If a dispute arises between the Company and the Employee that cannot be satisfactorily resolved through the Company’s Open Door Policy or other internal human resource channels, the Company and the Employee must first attempt to resolve the dispute through mediation by the AAA. The Employee and the Company (and, as appropriate, a Covered Beneficiary) will work together to choose a neutral, third-party mediator from AAA to handle the mediation process. The Company will pay the cost for a one-day AAA mediation, not to exceed eight (8) hours. The Employee, the Company, and any Covered Beneficiary participating in any pre-arbitration mediation may retain and be represented by an attorney at the mediation. Each party shall be responsible for its own attorney’s fees.

All statutory and common law provisions that protect and preserve the confidentiality of the mediation process will be respected by the parties, the mediator, and the representatives of the parties, to the maximum extent permitted by law. Absent a court order to the contrary, no party to the mediation, their representatives, or the Mediator, will violate the confidentiality afforded the mediation process in the jurisdiction where the mediation is held or violate Federal Rule of Evidence 408 or any state counterpart.

Arbitration
If the dispute is not resolved through mediation, the dispute shall be resolved by exclusive, final and binding arbitration by the AAA before a single, neutral Arbitrator knowledgeable in employment law who shall apply the substantive law (and the law of remedies, if applicable) of the state in which the arbitral claims arose, or federal law, or
both, as applicable to the arbitrable claims asserted.

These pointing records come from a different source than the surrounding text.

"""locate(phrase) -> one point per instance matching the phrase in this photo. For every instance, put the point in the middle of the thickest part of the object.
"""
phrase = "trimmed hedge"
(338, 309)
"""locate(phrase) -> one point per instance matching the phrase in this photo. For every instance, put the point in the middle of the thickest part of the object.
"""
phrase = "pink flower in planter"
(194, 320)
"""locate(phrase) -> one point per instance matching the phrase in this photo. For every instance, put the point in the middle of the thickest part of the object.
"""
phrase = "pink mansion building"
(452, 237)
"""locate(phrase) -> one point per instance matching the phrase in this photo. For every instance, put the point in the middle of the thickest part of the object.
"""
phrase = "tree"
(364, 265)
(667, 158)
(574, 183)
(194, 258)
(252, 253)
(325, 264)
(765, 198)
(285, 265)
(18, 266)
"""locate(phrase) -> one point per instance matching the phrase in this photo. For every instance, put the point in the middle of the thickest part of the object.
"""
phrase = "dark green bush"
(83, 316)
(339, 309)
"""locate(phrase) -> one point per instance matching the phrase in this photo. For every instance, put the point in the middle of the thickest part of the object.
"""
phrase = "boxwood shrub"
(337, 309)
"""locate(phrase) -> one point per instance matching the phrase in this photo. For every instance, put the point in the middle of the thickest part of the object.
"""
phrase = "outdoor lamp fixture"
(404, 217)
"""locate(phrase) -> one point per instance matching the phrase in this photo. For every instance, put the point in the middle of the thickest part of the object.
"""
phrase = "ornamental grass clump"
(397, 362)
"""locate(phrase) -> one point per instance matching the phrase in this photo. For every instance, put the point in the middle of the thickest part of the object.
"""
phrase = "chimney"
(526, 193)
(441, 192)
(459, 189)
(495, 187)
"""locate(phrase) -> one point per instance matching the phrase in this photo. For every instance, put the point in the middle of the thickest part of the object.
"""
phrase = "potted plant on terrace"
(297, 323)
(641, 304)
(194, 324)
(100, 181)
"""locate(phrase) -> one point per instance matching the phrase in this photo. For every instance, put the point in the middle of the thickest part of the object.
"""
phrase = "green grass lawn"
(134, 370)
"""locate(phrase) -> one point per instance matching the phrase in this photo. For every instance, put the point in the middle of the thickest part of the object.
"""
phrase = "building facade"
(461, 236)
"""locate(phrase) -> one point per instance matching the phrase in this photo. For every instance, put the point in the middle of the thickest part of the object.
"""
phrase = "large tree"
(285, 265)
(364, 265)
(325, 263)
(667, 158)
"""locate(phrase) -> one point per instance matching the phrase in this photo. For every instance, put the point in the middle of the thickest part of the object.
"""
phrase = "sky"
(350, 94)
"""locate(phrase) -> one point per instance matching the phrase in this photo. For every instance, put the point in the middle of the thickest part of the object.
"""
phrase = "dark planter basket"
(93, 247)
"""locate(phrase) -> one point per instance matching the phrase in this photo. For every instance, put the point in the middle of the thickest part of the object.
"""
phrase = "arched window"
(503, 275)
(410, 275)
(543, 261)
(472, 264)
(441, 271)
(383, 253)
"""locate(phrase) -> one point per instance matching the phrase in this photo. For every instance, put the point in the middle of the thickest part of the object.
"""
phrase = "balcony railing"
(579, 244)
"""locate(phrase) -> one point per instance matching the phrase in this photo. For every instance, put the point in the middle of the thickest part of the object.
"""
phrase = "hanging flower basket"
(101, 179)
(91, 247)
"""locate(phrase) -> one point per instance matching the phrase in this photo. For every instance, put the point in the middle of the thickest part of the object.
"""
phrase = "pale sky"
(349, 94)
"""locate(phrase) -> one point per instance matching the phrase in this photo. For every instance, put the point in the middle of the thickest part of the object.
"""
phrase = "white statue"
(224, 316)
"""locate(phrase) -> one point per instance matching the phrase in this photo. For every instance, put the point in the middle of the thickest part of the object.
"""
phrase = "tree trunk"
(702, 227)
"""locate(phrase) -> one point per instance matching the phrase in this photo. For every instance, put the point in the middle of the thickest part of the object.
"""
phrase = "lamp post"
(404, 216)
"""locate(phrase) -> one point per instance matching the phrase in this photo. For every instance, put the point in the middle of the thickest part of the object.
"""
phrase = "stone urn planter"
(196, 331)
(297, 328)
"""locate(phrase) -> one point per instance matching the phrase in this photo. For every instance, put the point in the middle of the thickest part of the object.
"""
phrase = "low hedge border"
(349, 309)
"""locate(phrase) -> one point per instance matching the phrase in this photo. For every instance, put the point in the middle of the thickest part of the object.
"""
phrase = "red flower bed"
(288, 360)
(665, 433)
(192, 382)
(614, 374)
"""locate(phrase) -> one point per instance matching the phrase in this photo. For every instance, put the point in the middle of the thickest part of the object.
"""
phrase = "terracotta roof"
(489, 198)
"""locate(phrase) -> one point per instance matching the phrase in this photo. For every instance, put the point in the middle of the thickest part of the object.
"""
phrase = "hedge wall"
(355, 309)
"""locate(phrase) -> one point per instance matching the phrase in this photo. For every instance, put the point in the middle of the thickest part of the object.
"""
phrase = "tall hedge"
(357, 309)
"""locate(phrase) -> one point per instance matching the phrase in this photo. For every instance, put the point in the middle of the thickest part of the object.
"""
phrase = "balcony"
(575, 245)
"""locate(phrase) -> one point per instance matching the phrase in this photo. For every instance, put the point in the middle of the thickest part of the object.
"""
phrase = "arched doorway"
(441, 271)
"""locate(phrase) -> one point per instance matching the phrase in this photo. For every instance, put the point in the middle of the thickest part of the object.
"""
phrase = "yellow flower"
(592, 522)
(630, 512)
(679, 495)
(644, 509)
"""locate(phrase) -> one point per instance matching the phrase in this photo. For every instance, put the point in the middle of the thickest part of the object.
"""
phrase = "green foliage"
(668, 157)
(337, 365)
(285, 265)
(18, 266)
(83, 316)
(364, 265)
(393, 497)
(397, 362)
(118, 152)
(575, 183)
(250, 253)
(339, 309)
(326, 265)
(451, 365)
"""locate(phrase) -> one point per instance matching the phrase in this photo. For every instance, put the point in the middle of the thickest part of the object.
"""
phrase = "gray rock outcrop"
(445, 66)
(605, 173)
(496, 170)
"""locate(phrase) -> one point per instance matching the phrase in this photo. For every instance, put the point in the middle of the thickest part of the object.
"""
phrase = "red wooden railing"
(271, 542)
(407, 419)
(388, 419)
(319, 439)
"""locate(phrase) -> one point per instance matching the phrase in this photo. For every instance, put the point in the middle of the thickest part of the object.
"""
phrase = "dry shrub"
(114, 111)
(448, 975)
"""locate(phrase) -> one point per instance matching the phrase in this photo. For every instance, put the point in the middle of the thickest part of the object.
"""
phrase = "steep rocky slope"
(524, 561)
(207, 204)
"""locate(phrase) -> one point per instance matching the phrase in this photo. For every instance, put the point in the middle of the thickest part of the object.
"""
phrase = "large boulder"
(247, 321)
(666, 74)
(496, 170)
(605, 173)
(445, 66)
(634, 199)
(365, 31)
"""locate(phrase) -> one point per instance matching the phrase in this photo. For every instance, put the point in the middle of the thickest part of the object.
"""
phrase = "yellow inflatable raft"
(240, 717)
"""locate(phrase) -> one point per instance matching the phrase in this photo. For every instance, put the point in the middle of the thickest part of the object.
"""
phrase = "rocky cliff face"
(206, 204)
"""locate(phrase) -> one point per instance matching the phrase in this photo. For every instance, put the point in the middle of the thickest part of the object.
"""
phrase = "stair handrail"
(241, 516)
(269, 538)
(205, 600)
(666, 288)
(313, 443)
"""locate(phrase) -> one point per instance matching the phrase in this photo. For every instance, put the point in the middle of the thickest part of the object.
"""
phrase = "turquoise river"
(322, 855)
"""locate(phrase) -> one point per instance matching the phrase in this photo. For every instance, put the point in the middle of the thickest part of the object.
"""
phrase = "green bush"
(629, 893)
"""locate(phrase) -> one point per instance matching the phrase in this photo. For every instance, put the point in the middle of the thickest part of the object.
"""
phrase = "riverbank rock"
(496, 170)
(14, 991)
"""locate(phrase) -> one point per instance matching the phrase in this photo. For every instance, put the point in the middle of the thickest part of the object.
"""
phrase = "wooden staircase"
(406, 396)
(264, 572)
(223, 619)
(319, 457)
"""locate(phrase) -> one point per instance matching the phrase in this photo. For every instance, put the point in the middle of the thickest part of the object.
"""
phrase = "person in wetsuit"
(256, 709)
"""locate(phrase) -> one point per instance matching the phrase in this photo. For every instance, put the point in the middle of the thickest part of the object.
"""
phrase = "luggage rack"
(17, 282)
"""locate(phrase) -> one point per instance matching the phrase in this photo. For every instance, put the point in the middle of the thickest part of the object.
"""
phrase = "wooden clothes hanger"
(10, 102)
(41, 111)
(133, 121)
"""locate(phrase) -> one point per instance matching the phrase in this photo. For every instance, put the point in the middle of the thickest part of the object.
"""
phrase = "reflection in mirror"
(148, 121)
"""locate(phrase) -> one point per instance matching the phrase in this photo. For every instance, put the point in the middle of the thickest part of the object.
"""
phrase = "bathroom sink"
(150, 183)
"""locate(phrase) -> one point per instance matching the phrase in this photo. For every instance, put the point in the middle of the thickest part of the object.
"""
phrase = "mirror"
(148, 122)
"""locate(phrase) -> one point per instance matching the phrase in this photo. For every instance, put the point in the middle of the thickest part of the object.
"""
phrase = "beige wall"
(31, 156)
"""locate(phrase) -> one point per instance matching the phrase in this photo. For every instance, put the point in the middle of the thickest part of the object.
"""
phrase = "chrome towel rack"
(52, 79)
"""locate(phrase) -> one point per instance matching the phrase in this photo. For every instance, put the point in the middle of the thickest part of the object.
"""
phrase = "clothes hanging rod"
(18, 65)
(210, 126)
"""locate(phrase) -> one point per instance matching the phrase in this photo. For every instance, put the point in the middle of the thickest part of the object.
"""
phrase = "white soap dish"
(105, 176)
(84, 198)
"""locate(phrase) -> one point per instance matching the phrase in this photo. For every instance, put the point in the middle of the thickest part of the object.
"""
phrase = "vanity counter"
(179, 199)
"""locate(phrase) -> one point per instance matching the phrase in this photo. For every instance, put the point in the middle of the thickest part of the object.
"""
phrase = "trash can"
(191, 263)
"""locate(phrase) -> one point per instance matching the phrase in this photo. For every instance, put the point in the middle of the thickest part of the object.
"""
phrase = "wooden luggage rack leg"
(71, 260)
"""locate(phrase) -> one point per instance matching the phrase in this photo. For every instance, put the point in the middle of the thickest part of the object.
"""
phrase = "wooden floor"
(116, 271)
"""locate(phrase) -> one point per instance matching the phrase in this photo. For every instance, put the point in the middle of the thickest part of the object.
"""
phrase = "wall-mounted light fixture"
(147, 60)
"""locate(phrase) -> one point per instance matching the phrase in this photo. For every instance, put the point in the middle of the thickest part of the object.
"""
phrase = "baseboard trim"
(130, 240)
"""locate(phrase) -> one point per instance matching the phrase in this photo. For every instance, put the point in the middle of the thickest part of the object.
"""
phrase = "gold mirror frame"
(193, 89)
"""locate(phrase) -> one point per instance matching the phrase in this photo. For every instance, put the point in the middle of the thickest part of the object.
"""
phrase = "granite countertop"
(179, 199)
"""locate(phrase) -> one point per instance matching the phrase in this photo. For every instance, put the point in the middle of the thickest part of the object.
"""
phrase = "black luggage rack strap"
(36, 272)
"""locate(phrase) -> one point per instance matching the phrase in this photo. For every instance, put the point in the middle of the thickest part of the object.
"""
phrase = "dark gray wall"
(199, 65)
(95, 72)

The Arbitrator shall not have any power to apply any substantive law other than the state and/or federal law of the jurisdiction where an arbitral claim arose, unless application of a different law would be permissible under that jurisdiction’s choice of law principles. The Arbitrator’s decision shall be final and binding upon both the Company and the Employee. Judgment upon an award rendered by the Arbitrator may be entered in any court having jurisdiction.

Fees and Expenses

As a benefit to employees, the Company will pay all of the Arbitrator’s expenses and fees. The Company will also pay the AAA’s arbitration administrative fees to the extent they exceed any fee or cost the Employee would be required to bear if the arbitrable claims alleged were brought in a court of competent jurisdiction. The Company will also be responsible for any administrative fees unique to arbitration.

Right to Representation

The Employee and the Company have the right to be represented by an attorney during any phase of the mediation and arbitration proceedings. The expenses of such representation shall be the sole responsibility of the party retaining the attorney. This provision does not limit the right of either party to recover prevailing party attorneys’ fees and costs under applicable law.

Time Limits

To ensure the timely resolution of disputes, the Company and the Employee are encouraged to file a Request for Mediation as soon as possible. In the case of a claimed statutory violation, the time limit imposed by the applicable statute of limitations shall govern when either the Company or the Employee must file the Request for Mediation. If a statutory violation is not claimed, then the Request for Mediation must be filed within one year after the claim accrued unless a different period is specifically provided by law or in an express written agreement between the Company and the Employee. The failure of either the Company or the Employee to file a Request for Mediation within these time limits will forever bar any claim involving that dispute. If the mediation does not resolve the dispute, the party who desires to proceed to arbitration must file a Request for Arbitration before the time limit imposed by the applicable statute of limitations following accrual of the claim. The failure to file a Request for Arbitration within this time period will forever bar any claim involving that dispute. The Arbitrator shall have exclusive authority to decide whether or not a Request for Mediation and the Request for Arbitration have been timely filed.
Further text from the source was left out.